Unstable Loss Warning
When training SequentialPreprocessor, SimulatedEnvironment, FQI, or FQE, the following warning might be raised: The fluctuation in the loss is not small enough in at least one of the final [p] epochs during neural network training.
This warning is a result of loss monitoring, and it is triggered if the percent absolute change in the validation loss during neural network training is greater than some threshold in at least one of the final \(p\) epochs before all training epochs are finished, where the threshold and \(p\) are user-specified parameters.
This warning flags potential neural network non-convergence based on the specified threshold and \(p\).
Note that, for example, when the validation loss plateaus without reaching the true minimum, loss monitoring will not raise warnings.
On the other hand, if the chosen threshold is too small, or \(p\) is specified too large, a warning may occur even though the model has almost converged.
Please see Common Issues for more information on non-convergence and loss monitoring.
What to do about this warning: This warning might be raised simply because the chosen threshold and \(p\) are not reasonable.
The threshold and \(p\) are specifed by loss_monitoring_min_delta and loss_monitoring_patience, respectively, in evaluate_reward_through_fqe() and in the constructors of SequentialPreprocessor, SimulatedEnvironment, FQI, and FQE.
Adjusting to a looser threshold or a smaller p might resolve the warning.
On the other hand, if non-convergence is hypothesized to be the cause for the warning message, then increasing the maximum number of training epochs, adjusting the learning rate, and/or increasing the size of the training data might help mitigate non-convergence and therefore resolve this warning.
Unstable Q Value Warning
When training FQI or FQE, the following warning might be raised: The fluctuation in the Q values is not small enough in at least one of the final [r] iterations during FQI training or The fluctuation in the Q values is not small enough in at least one of the final [r] iterations during FQE training.
This warning is a result of Q value monitoring, and it is triggered if the change in the Q value predicted by the estimated Q function in FQI or FQE is greater than some threshold in at least one of the final \(r\) iterations before all training iterations are completed.
This warning flags potential FQI/FQE non-convergence based on the specified threshold and \(r\).
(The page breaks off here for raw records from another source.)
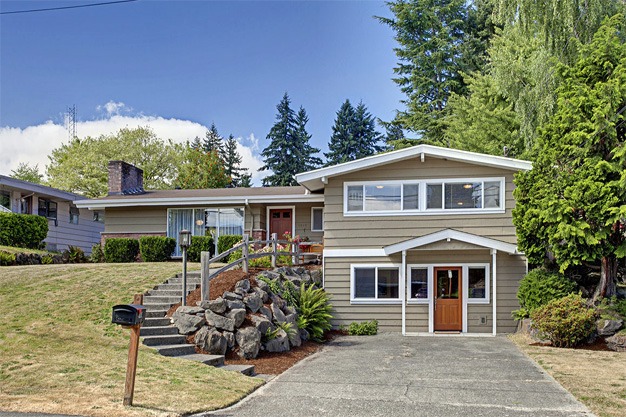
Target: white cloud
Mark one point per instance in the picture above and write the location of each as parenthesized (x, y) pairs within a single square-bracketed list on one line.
[(33, 144)]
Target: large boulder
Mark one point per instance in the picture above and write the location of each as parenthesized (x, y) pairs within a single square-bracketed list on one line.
[(608, 327), (220, 322), (211, 341), (238, 315), (249, 341), (279, 344), (253, 302)]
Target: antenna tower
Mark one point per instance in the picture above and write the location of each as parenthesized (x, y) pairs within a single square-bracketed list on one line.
[(70, 122)]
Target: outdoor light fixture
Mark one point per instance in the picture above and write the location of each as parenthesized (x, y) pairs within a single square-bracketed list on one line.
[(184, 240)]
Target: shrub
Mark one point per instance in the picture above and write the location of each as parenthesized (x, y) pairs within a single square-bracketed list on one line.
[(22, 230), (97, 254), (539, 287), (565, 321), (7, 258), (367, 328), (314, 310), (200, 244), (226, 242), (156, 248), (121, 249)]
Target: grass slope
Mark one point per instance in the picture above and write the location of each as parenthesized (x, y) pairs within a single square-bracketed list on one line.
[(60, 354)]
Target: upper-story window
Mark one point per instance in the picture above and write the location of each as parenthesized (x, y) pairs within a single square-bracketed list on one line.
[(435, 196)]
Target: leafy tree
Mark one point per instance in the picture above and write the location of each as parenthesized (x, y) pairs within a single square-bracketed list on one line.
[(572, 204), (354, 135), (232, 163), (81, 164), (201, 169), (25, 172), (289, 150), (438, 40)]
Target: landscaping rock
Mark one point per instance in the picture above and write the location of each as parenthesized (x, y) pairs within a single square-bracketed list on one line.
[(262, 324), (231, 296), (608, 327), (253, 302), (279, 344), (617, 342), (211, 341), (279, 316), (238, 315), (220, 322), (249, 341), (218, 305), (187, 323)]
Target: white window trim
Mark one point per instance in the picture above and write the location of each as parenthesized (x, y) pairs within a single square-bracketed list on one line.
[(422, 211), (381, 301), (313, 229)]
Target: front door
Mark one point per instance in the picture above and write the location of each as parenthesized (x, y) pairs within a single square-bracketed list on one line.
[(448, 299), (280, 221)]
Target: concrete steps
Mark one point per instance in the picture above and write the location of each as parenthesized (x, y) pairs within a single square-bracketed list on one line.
[(158, 332)]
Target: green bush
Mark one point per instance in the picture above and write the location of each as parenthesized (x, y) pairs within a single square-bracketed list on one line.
[(156, 248), (7, 258), (314, 310), (226, 242), (200, 244), (97, 254), (22, 230), (121, 249), (539, 287), (566, 321), (367, 328)]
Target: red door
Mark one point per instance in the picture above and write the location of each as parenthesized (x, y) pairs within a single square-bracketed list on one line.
[(281, 221)]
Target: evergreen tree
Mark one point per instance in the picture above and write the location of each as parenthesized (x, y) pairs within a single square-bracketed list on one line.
[(572, 204), (232, 163), (289, 150), (354, 135)]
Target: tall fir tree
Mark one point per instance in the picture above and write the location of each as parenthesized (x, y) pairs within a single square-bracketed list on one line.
[(354, 135), (289, 149), (232, 163)]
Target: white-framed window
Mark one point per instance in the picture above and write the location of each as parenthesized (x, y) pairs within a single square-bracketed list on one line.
[(429, 196), (374, 284), (317, 219)]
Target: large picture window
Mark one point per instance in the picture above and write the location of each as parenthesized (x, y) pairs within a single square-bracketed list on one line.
[(375, 283), (410, 197)]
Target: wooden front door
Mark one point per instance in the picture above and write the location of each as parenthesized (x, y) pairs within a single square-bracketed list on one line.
[(281, 221), (448, 299)]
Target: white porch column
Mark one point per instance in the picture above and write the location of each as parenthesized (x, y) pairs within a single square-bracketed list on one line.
[(494, 292), (403, 291)]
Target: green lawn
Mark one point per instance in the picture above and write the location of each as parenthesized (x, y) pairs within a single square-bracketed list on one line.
[(60, 354)]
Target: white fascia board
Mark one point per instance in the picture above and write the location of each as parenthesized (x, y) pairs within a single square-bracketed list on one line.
[(453, 235), (313, 180), (195, 201)]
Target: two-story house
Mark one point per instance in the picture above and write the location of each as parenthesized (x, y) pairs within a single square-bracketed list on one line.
[(420, 239)]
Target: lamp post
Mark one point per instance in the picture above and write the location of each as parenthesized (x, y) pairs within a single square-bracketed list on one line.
[(184, 240)]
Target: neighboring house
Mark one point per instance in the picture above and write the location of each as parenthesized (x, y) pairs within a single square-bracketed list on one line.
[(420, 239), (67, 224)]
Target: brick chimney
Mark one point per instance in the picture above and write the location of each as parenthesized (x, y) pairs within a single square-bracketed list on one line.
[(125, 179)]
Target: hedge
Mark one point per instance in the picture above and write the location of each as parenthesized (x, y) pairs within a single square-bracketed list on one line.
[(156, 248), (121, 250), (22, 230)]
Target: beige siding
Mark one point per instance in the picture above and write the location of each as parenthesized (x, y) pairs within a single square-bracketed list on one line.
[(377, 231), (510, 269)]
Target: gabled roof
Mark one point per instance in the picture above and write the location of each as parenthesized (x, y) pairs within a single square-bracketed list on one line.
[(31, 187), (451, 234), (203, 197), (315, 180)]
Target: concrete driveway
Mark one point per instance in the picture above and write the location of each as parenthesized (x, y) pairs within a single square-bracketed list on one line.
[(390, 375)]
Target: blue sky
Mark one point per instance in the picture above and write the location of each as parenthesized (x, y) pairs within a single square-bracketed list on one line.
[(195, 61)]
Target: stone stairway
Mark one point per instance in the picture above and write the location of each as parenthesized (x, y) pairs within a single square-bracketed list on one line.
[(158, 333)]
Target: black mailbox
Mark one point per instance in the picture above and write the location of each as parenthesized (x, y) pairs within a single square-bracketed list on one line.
[(128, 314)]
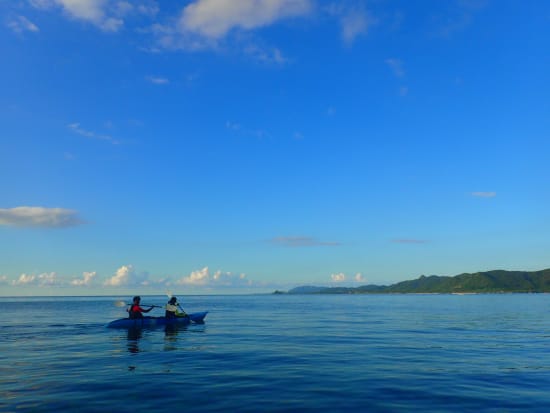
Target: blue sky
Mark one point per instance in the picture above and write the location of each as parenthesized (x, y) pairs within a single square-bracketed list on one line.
[(224, 146)]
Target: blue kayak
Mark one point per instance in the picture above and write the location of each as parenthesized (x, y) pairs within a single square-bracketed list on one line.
[(197, 318)]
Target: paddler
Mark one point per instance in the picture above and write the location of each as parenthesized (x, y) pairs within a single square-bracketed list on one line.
[(135, 311)]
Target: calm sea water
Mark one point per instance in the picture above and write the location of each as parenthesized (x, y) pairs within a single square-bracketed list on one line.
[(276, 353)]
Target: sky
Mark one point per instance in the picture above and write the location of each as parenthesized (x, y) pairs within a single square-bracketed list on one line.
[(241, 146)]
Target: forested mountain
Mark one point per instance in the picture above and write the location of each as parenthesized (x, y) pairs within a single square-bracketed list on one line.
[(498, 281)]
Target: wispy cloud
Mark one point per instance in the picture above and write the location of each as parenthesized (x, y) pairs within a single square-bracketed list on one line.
[(76, 128), (39, 217), (203, 278), (216, 18), (87, 279), (484, 194), (127, 276), (266, 55), (340, 277), (238, 128), (302, 242), (21, 24), (353, 18), (409, 241), (44, 279)]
Note that, for example, when the predicted Q value stabilizes at a point far from the true value, Q value monitoring will not raise warnings.
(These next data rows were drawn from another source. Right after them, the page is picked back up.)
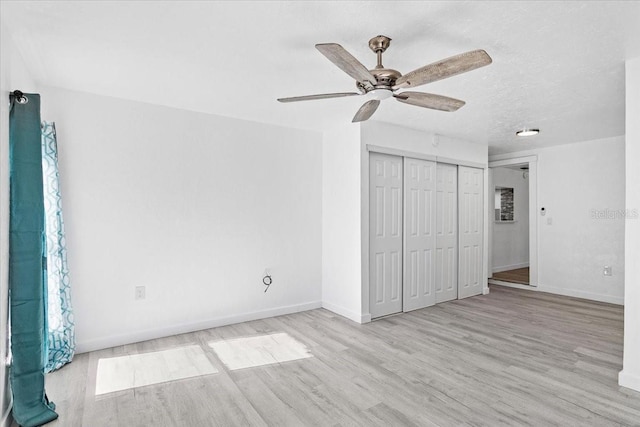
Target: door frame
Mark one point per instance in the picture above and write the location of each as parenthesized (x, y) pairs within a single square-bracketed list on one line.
[(532, 161), (364, 212)]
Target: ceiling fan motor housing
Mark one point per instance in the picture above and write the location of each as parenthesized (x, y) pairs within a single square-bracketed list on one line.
[(385, 77)]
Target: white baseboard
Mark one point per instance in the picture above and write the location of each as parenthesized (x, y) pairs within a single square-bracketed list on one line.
[(512, 285), (628, 380), (149, 334), (509, 267), (351, 315), (582, 294)]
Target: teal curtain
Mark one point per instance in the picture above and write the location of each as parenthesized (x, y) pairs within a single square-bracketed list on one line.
[(61, 337), (27, 265)]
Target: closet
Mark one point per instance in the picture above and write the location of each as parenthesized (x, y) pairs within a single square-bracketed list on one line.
[(425, 233)]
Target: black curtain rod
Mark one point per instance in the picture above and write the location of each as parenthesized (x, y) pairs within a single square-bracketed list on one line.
[(19, 95)]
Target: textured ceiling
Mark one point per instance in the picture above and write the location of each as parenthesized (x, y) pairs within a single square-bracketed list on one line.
[(557, 66)]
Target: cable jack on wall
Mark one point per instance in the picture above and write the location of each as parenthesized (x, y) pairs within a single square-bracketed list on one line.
[(267, 281)]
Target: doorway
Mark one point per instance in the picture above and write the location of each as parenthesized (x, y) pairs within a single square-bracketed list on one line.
[(513, 225)]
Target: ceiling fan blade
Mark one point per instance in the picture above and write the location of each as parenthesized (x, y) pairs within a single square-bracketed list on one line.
[(366, 111), (429, 100), (321, 96), (346, 62), (445, 68)]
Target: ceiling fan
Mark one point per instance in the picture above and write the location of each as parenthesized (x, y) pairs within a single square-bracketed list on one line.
[(382, 83)]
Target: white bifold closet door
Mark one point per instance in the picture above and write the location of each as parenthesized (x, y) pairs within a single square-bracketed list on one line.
[(470, 196), (385, 234), (419, 234), (446, 232)]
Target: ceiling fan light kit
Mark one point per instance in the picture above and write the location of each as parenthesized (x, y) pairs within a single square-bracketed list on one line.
[(381, 83)]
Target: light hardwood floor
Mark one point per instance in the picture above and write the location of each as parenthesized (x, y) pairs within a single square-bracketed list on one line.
[(513, 357)]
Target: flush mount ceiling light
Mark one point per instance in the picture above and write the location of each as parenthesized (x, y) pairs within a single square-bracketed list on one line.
[(528, 132)]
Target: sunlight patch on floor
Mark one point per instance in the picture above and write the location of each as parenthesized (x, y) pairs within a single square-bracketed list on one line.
[(138, 370), (249, 352)]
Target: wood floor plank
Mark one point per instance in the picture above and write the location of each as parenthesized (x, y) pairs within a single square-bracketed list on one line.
[(513, 357)]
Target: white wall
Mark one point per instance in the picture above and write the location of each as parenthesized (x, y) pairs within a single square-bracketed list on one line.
[(190, 205), (630, 375), (577, 183), (341, 231), (510, 247), (13, 75)]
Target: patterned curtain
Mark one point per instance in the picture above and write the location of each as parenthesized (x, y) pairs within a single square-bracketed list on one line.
[(61, 337)]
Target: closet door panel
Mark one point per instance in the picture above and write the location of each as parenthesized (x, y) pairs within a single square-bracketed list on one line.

On the other hand, if the chosen threshold is too small, or \(r\) is specified too large, a warning may occur even though the estimated Q function is close to accurate.
Please see Common Issues for more information on non-convergence and Q value monitoring.
What to do about this warning: This warning might be raised simply because the chosen threshold and \(r\) are not reasonable.
The threshold and \(r\) are specified by q_monitoring_min_delta and q_monitoring_patience in evaluate_reward_through_fqe() and in the constructors of FQI and FQE.
Adjusting to a looser threshold or a smaller r might resolve the warning.
On the other hand, if non-convergence is hypothesized to be the cause for the warning message, then increasing the maximum number of FQI/FQE iterations and/or ensuring the training data covers a sufficiently large portion of the state and action spaces might help mitigate non-convergence and therefore resolve this warning.